The people of the State of California do enact as follows:


SECTION 1.

 Section 42238.026 is added to the Education Code, to read:

42238.026.
 (a) On or before January 1, 2026, the Legislative Analyst’s Office shall submit a report to the Legislature, in compliance with Section 9795 of the Government Code, on the effects of changing the pupil count methodology of the local control funding formula from average daily attendance to pupil enrollment. The report, at a minimum, shall analyze all of the following, to the extent data is available:
(1) The legislative history of the change from funding excused absences to funding based on average daily attendance pursuant to Senate Bill 727 (Rosenthal), Chapter 855 of the Statutes of 1997, including legislative intent and any indications of inaccurate or inappropriate attendance reporting of excused absences.

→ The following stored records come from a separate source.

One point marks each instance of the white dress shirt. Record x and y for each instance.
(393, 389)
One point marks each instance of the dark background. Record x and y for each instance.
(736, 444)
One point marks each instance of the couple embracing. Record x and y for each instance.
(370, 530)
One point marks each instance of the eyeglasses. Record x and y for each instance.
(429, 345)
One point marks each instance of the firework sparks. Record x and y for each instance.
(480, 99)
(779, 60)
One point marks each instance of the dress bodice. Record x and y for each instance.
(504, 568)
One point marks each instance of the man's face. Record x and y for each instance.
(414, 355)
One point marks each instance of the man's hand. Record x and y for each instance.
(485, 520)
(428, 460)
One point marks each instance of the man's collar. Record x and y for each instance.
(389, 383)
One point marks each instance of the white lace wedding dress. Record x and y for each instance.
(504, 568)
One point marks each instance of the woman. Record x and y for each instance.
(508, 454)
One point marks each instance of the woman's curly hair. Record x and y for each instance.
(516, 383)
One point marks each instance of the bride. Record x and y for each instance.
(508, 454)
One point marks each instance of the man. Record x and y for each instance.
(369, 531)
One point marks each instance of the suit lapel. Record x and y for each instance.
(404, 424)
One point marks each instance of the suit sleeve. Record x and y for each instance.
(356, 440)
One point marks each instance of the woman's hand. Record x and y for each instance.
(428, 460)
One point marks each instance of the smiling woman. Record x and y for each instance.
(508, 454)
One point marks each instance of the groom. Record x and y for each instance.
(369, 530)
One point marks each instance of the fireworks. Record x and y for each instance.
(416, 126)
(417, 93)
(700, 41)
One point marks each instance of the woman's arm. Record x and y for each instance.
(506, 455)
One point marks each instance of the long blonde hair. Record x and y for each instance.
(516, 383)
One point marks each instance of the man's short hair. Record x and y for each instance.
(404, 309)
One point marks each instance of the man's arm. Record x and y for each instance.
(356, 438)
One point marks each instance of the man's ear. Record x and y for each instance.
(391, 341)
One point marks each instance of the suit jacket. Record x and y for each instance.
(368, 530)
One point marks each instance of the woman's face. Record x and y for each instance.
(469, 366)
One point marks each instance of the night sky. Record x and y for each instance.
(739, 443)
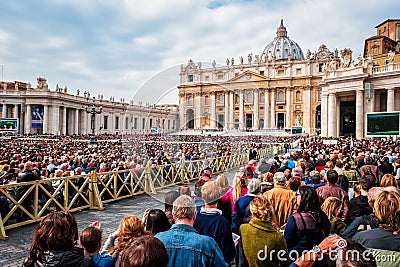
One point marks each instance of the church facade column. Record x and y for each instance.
(231, 110)
(182, 122)
(241, 110)
(266, 109)
(16, 115)
(55, 121)
(28, 118)
(390, 99)
(227, 107)
(76, 126)
(213, 123)
(16, 111)
(273, 116)
(64, 121)
(359, 114)
(306, 122)
(4, 111)
(332, 120)
(46, 119)
(197, 113)
(288, 120)
(256, 96)
(324, 114)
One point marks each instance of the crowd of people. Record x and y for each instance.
(320, 205)
(25, 158)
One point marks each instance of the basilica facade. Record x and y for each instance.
(275, 89)
(324, 92)
(40, 110)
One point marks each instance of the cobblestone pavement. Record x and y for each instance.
(14, 250)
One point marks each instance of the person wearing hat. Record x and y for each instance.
(242, 212)
(206, 176)
(283, 200)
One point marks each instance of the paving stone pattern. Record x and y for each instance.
(14, 250)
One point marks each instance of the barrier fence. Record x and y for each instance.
(28, 202)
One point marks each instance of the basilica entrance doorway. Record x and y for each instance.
(190, 119)
(348, 118)
(249, 120)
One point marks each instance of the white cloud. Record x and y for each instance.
(119, 47)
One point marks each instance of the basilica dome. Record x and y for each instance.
(282, 46)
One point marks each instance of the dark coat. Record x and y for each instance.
(72, 257)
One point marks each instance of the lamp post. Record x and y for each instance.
(92, 111)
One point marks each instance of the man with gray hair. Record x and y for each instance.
(210, 221)
(283, 200)
(185, 246)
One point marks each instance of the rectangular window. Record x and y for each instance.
(280, 72)
(117, 122)
(321, 67)
(105, 122)
(398, 32)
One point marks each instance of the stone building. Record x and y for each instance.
(41, 110)
(275, 89)
(325, 91)
(369, 85)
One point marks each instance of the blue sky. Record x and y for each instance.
(134, 49)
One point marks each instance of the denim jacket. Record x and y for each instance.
(186, 247)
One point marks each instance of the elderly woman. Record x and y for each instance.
(54, 242)
(387, 212)
(260, 233)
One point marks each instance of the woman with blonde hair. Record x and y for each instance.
(260, 233)
(240, 188)
(387, 213)
(226, 203)
(130, 228)
(332, 207)
(389, 180)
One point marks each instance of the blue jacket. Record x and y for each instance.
(302, 233)
(186, 247)
(241, 212)
(103, 260)
(214, 225)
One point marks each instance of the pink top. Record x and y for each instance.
(228, 197)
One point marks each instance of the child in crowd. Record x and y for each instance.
(91, 241)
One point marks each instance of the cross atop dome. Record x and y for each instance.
(281, 31)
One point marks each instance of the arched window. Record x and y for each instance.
(236, 124)
(249, 98)
(281, 96)
(221, 98)
(262, 97)
(298, 96)
(261, 123)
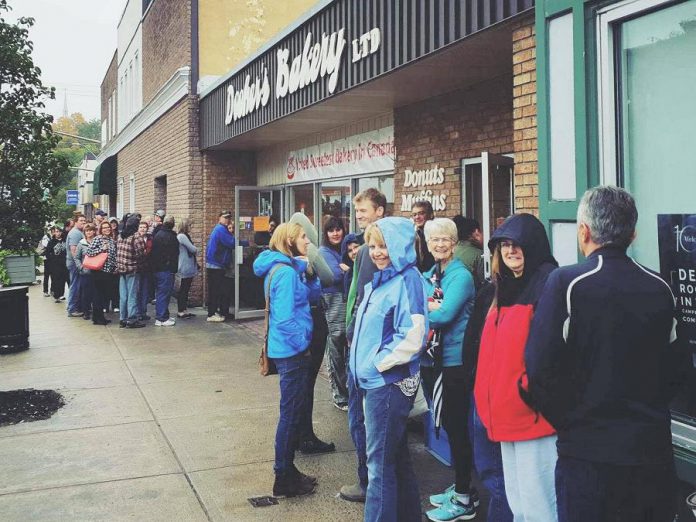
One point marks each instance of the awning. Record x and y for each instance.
(105, 177)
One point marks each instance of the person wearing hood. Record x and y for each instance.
(335, 312)
(521, 264)
(130, 256)
(309, 442)
(290, 285)
(391, 328)
(450, 286)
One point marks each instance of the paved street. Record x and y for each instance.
(161, 424)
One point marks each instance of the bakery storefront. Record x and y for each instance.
(421, 100)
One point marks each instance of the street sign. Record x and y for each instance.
(72, 197)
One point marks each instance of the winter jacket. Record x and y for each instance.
(290, 320)
(501, 355)
(601, 360)
(165, 251)
(453, 315)
(221, 245)
(391, 323)
(333, 260)
(188, 266)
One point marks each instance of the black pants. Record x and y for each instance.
(182, 296)
(610, 493)
(455, 412)
(317, 347)
(216, 282)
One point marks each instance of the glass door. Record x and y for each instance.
(255, 209)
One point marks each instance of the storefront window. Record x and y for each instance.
(384, 184)
(656, 74)
(336, 201)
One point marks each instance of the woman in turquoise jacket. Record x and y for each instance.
(289, 285)
(390, 332)
(451, 288)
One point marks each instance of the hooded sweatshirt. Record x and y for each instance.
(290, 319)
(504, 335)
(391, 323)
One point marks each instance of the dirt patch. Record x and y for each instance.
(28, 405)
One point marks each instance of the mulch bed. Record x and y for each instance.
(28, 405)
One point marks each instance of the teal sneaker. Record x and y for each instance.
(442, 498)
(451, 511)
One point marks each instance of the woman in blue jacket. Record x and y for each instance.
(451, 288)
(390, 334)
(290, 284)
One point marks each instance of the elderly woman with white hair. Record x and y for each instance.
(451, 292)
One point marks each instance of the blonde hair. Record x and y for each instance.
(285, 237)
(373, 232)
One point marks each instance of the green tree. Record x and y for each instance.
(29, 169)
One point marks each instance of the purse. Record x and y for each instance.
(266, 365)
(95, 262)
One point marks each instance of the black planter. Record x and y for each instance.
(14, 319)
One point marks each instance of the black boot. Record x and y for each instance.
(290, 485)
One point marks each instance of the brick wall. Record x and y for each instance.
(525, 116)
(442, 131)
(108, 85)
(166, 43)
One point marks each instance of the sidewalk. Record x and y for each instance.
(162, 424)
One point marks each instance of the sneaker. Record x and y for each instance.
(315, 446)
(441, 498)
(291, 485)
(352, 493)
(452, 510)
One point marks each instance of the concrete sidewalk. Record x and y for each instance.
(162, 424)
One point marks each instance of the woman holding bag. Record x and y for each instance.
(289, 284)
(103, 278)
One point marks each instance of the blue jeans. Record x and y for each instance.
(293, 373)
(164, 285)
(488, 462)
(74, 292)
(392, 490)
(356, 426)
(128, 291)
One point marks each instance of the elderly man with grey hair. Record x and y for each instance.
(602, 363)
(164, 260)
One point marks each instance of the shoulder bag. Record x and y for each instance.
(266, 365)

(2) The impact on attendance of the change from funding excused absences to funding based on average daily attendance pursuant to Senate Bill 727 (Rosenthal), Chapter 855 of the Statutes of 1997, including statewide attendance, and the equity impact of this change, including attendance by pupil subgroup, and attendance at local educational agencies with high percentages of pupils who are English learners, low-income pupils, and foster youth.

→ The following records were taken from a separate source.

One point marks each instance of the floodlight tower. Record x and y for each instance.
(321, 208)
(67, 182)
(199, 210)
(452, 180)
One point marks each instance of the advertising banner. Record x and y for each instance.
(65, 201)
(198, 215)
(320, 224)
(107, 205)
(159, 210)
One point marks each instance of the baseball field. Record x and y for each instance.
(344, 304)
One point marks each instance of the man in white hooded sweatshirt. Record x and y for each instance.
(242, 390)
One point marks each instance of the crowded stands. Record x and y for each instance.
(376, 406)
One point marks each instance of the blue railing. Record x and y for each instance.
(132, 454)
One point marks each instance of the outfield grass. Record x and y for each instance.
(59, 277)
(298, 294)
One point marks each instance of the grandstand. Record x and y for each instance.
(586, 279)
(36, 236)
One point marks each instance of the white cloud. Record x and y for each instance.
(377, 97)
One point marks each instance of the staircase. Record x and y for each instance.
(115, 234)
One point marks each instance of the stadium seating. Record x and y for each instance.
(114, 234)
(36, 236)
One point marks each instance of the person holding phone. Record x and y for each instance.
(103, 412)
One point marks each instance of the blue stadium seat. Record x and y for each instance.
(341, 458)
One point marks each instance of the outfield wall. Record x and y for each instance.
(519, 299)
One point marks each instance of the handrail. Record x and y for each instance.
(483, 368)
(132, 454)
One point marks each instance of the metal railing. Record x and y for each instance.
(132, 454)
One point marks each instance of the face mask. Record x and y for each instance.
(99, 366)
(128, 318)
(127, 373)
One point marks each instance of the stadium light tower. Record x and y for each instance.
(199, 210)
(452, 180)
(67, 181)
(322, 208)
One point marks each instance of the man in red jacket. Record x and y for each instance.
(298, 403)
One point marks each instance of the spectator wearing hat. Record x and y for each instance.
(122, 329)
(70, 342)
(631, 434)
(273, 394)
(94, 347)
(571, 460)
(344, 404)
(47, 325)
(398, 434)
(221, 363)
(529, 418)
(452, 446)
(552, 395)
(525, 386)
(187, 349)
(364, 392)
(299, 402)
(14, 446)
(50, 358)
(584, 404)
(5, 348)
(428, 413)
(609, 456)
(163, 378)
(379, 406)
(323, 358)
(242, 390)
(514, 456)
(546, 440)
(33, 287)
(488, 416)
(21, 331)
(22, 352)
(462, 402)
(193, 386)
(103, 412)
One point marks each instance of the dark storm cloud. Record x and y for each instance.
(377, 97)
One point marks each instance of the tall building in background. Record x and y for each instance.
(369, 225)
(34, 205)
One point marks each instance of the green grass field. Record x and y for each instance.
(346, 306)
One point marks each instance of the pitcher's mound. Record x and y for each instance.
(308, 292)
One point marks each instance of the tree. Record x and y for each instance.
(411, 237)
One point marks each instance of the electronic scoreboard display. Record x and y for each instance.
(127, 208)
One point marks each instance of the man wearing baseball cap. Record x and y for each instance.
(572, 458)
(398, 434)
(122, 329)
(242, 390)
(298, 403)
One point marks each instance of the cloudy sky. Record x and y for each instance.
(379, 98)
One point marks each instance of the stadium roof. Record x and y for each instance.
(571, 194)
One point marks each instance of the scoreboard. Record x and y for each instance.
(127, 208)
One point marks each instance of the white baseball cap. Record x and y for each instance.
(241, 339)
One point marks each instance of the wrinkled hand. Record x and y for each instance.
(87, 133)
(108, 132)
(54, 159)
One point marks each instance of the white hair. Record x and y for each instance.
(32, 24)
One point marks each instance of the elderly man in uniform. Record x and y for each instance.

(3) The programmatic changes made by local educational agencies to increase attendance after the switch to funding based on average daily attendance pursuant to Senate Bill 727 (Rosenthal), Chapter 855 of the Statutes of 1997.

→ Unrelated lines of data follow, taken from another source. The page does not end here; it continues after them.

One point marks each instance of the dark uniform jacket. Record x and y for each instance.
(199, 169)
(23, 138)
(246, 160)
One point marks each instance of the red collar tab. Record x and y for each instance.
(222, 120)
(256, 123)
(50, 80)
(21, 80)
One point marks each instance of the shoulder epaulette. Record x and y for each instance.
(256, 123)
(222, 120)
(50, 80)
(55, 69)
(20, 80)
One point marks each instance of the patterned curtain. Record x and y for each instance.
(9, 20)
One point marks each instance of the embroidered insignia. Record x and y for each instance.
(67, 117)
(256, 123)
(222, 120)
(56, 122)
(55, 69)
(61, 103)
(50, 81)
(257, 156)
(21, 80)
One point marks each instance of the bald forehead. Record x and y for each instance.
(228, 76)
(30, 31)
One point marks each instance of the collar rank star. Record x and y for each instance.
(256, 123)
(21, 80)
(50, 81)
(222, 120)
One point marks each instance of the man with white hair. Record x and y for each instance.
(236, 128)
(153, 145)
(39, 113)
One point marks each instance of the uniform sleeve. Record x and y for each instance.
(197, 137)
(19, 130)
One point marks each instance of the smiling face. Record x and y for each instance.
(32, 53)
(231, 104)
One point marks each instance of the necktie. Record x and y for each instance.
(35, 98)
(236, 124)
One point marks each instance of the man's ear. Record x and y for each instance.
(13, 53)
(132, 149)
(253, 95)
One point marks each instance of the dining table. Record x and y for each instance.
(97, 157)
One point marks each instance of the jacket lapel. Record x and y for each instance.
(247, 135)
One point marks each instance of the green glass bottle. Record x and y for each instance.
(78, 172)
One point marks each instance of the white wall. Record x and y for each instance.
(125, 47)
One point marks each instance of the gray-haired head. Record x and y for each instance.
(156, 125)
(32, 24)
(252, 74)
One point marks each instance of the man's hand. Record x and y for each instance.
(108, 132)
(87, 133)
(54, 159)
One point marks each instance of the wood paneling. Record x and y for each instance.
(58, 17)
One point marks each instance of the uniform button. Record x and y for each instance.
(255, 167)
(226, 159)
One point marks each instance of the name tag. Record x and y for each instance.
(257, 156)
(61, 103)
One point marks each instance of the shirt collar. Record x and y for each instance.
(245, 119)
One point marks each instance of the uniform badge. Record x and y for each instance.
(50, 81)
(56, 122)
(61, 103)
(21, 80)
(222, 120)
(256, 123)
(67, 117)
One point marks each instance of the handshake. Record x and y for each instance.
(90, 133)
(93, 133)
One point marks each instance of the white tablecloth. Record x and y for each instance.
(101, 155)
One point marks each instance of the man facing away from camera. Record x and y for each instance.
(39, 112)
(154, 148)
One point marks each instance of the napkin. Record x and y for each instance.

(4) The methods used by other states to count pupils for education funding purposes and the ways in which other states create incentives for local educational agencies to encourage pupil attendance.
(5) A review of research regarding both of the following:
(A) Evidence-based approaches to improving pupil attendance.
(B) The extent to which a state’s method of funding affects pupil attendance rates.
(6) The fiscal, programmatic, and administrative impacts of changing the pupil count methodology of the local control funding formula from average daily attendance to pupil enrollment, including the effects on the state and local educational agencies.
(7) The potential impacts on pupil attendance of changing the pupil count methodology of the local control funding formula from average daily attendance to pupil enrollment, including the effects on the state and local educational agencies, including by pupil grade and pupil subgroups as described in Section 52052.
(8) How a change to enrollment-based funding would affect local educational agencies of varying sizes, locations, and pupil demographics.
(9) Alternative methods of changing the local control funding formula that would have a similar effect on local educational agencies serving a higher percentage of English learners, low-income pupils, and foster youth.
(10) Phase-in approaches to implement the cost of an enrollment-based funding model over several years that do not reduce the funding received by any local educational agency.
(11) If the pupil count methodology for the local control funding formula is changed, whether the state should continue using average daily attendance for the Proposition 98 funding calculation and other education programs, such as lottery funding.
(12) The impacts on Proposition 98 and the minimum funding guarantee set forth in Sections 8 and 8.5 of Article XVI of the California Constitution and its implementing statutes, and the ability of the local control funding formula with a pupil count methodology based on pupil enrollment to fund existing and ongoing public education obligations.
(b) The report required by subdivision (a) shall include input from relevant stakeholders, as determined by the Legislative Analyst’s Office.
(c) This section shall remain in effect only until January 1, 2027, and as of that date is repealed.